2) Prove that the midsegment of a trapezoid is half the sum of the bases.

Answer 1

Explanation:

distance between 2 points = d = √(x2 - x1)² + (y2 - y1)²

JI = √(3--2)² + (4-4)² = √5² = 5

GH = √(5--5)² + (0-0)² = √10² = 10

sum of bases JI + GH = 10 + 5 = 15

1/2 sum of bases = 15/2

JG = √(-5--2)² + (0-4)² = √9 + 16 = √25 = 5

JK = 5/2 = KG

IH = √(5-3)² + (0-4)² = √4 + 16 = √20 = 2√5

IL = 2√5/2 = √5 = LH

coordinates of K: (-5+-2)/2, (0+4)/2 = (-7/2, 2)

coordinates of L: (5+3)/2, (0+4)/2 = (4, 2)

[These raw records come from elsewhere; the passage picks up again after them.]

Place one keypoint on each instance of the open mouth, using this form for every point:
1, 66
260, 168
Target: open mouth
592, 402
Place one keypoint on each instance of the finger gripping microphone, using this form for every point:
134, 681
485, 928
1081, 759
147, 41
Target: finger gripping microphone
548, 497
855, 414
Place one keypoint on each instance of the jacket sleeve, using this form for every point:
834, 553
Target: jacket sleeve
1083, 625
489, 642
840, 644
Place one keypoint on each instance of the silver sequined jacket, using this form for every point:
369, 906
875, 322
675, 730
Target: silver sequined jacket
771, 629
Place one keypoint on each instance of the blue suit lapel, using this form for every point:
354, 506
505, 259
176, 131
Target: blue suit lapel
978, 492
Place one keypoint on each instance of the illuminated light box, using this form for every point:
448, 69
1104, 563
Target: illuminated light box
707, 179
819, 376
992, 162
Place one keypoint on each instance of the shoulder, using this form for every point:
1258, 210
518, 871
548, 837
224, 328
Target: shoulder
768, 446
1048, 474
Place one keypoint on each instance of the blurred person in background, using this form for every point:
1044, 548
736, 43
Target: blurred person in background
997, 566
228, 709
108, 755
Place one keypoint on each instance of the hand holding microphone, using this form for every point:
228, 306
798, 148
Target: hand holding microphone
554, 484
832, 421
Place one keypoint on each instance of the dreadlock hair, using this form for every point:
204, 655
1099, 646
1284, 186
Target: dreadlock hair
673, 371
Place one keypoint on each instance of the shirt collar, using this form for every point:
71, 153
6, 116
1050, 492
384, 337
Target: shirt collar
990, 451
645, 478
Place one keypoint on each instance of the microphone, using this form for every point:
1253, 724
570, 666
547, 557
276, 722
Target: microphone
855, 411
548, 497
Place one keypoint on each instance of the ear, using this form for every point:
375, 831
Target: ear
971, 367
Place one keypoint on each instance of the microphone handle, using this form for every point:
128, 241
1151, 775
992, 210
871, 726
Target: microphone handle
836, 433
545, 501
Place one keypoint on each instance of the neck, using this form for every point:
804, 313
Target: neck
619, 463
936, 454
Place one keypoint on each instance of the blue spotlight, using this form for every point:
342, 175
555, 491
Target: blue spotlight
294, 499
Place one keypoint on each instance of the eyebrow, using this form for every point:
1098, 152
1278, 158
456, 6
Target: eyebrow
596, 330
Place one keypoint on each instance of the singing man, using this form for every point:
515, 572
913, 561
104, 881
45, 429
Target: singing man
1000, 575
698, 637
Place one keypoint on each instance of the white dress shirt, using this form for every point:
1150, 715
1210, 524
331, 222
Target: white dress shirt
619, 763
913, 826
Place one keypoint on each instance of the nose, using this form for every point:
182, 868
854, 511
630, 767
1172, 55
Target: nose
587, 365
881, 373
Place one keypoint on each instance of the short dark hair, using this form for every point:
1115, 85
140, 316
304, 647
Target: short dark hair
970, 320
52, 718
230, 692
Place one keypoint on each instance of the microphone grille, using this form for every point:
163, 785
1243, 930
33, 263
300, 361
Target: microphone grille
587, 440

KL = √(4--7/2)² + (2-2)² = 15/2

Answer 2

K equals (-7/2,2) and L equals (4,2) bc of midpoint formula. J’s x coordinate plus I’s x coordinate equal 1. Their y-coordinate equals 8. The sum of K and L’s x coordinate is 1/2 which is half of 1. Their y coordinate sum equals 4 which is half of 8.